Monday, June 7, 2010

Trending the USD Index

The Jobs data last Friday was a significant disappointment to most of the surveyed analyst who called for a better numbers report. But in spite of that, the USDX as a measure for a basket of Foreign Currencies have managed to go higher closest to our target objective of 88.80 since our market view report for several weeks and ended the week of the 4th of June at the 88.26 The current price level as of this writing for the 7th of June registered a high of 88.55 in the American session.
Still dominating the market is still the Euro Zones sovereign debt crisis which is really nothing new, however what added was Hungary's inability to address their own respective debt obligation that also carried a relative relation with France's probability of being in the same boat. With all these negative sentiments hoovering above the USD ability to sustain its current levels that even on the technical perspective the promising outlook for the dollar is still very much intact.
As described with the corresponding chart, the relative HI-LO configuration of the USDX has more momentum to attain what we have already anticipated for sometime now. The increase in volumes and open interest has fueled the market and reinforced its trend. We would rather not speculate as to when a possible reversal nor a price change would occur. Not that we have been bias but the trending trades has been in line with the strength of the USD as a flight to quality investment alternative as to the European currencies deteriorating value.

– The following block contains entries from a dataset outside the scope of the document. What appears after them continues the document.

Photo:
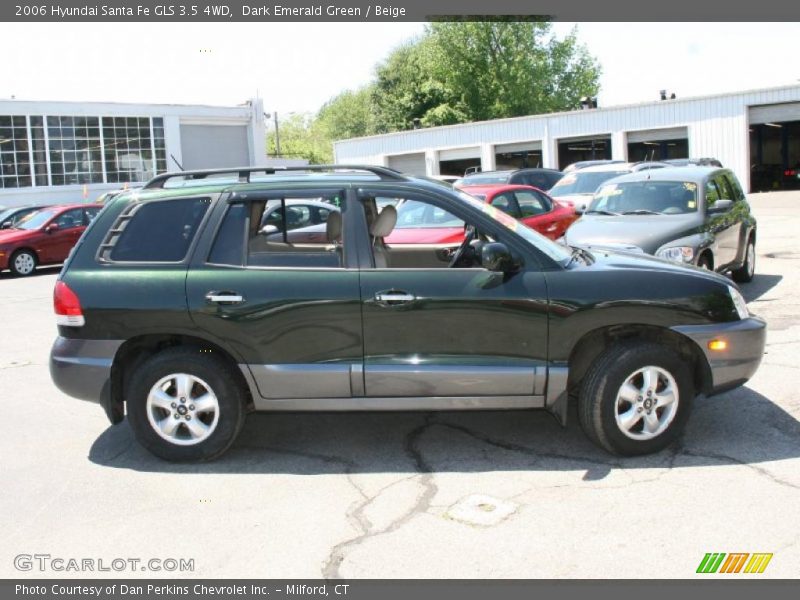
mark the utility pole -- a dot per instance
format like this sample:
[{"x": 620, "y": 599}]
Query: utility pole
[{"x": 274, "y": 116}]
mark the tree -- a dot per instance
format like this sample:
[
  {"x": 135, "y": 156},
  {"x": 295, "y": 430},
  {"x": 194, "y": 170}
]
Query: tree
[
  {"x": 348, "y": 115},
  {"x": 301, "y": 137},
  {"x": 469, "y": 71}
]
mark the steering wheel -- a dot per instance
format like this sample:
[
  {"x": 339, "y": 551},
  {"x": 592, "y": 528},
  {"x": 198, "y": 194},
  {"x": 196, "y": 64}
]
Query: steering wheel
[{"x": 471, "y": 234}]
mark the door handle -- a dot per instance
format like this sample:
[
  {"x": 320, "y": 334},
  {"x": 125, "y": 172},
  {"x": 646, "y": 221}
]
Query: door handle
[
  {"x": 224, "y": 297},
  {"x": 394, "y": 297}
]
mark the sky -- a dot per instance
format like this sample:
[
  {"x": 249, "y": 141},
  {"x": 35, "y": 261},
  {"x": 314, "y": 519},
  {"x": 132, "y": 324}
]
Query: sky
[{"x": 296, "y": 67}]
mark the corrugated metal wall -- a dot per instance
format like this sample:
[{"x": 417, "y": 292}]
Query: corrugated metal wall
[{"x": 717, "y": 127}]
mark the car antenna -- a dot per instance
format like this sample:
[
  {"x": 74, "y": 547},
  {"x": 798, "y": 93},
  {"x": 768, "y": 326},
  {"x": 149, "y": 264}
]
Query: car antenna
[{"x": 175, "y": 160}]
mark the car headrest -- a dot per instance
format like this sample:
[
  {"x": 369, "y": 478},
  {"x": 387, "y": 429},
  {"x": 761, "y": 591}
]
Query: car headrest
[
  {"x": 385, "y": 222},
  {"x": 333, "y": 226}
]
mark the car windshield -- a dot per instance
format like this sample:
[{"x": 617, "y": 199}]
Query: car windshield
[
  {"x": 582, "y": 183},
  {"x": 557, "y": 252},
  {"x": 36, "y": 220},
  {"x": 646, "y": 197},
  {"x": 483, "y": 178},
  {"x": 412, "y": 215}
]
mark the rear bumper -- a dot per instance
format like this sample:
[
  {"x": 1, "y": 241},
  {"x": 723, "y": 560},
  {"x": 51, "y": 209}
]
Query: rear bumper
[
  {"x": 736, "y": 364},
  {"x": 82, "y": 369}
]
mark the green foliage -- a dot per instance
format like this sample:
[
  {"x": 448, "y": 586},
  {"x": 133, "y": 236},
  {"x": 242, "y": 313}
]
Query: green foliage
[
  {"x": 350, "y": 114},
  {"x": 301, "y": 137},
  {"x": 456, "y": 72},
  {"x": 472, "y": 71}
]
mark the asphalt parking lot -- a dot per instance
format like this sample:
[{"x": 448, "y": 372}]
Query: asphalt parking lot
[{"x": 495, "y": 495}]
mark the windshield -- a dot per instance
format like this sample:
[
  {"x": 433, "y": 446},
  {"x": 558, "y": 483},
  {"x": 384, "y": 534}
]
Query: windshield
[
  {"x": 646, "y": 197},
  {"x": 36, "y": 220},
  {"x": 4, "y": 215},
  {"x": 483, "y": 178},
  {"x": 557, "y": 252},
  {"x": 412, "y": 215},
  {"x": 582, "y": 182}
]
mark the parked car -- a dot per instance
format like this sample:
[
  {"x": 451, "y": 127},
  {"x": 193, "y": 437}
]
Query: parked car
[
  {"x": 44, "y": 237},
  {"x": 578, "y": 187},
  {"x": 582, "y": 164},
  {"x": 11, "y": 216},
  {"x": 697, "y": 162},
  {"x": 167, "y": 317},
  {"x": 297, "y": 221},
  {"x": 530, "y": 205},
  {"x": 692, "y": 215},
  {"x": 791, "y": 178},
  {"x": 544, "y": 179}
]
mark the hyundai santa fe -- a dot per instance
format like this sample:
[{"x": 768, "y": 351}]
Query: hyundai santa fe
[{"x": 177, "y": 311}]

Gold's price corrections lower has only be in line with the relationship of the Euros weakness rather than USD strength that also played a significant role to the cash investment flow of investors that saw the weakness of the stock market's closing lower for the week. The possibility of the Dow Jones to continue to move lower is greater than the last period where it would have to retrace its low price levels from the 900 Pt's. drop although, in a slower fashion as computer triggered orders during those times would have to be even-out for the least. There is no certainty as to this approach as it is more speculative in nature. Although, history does repeat itself as the market also tends to follow its wave pattern but this time on a technical perspective may create a falling wedge in the near term perspective. As of now the configuration would not be seen as it is still in the making. Although, the probability that we may also be wrong as newer fundamentals would disrupt this scenario whenever a new money flow will be back in the stock whenever the USD make is corrective movement. On the daily basis the negative divergence on the top side of the USD and the diagonal line lower relative to the RSI and percentage rate shows a corrective move on a technical basis is expected. But price adjustments lower will just check the overbought and resume its price levels higher on a later day.
We would be monitoring the volumes, open interest after the expiration of the June USDX, money flow, the average directional index and the investors / traders commitments on their positions that shows the actual sentiments of their trades. This is it for now and more to follow within the week's trading sessions as they develop.
Best to your trades and stay on top of the market!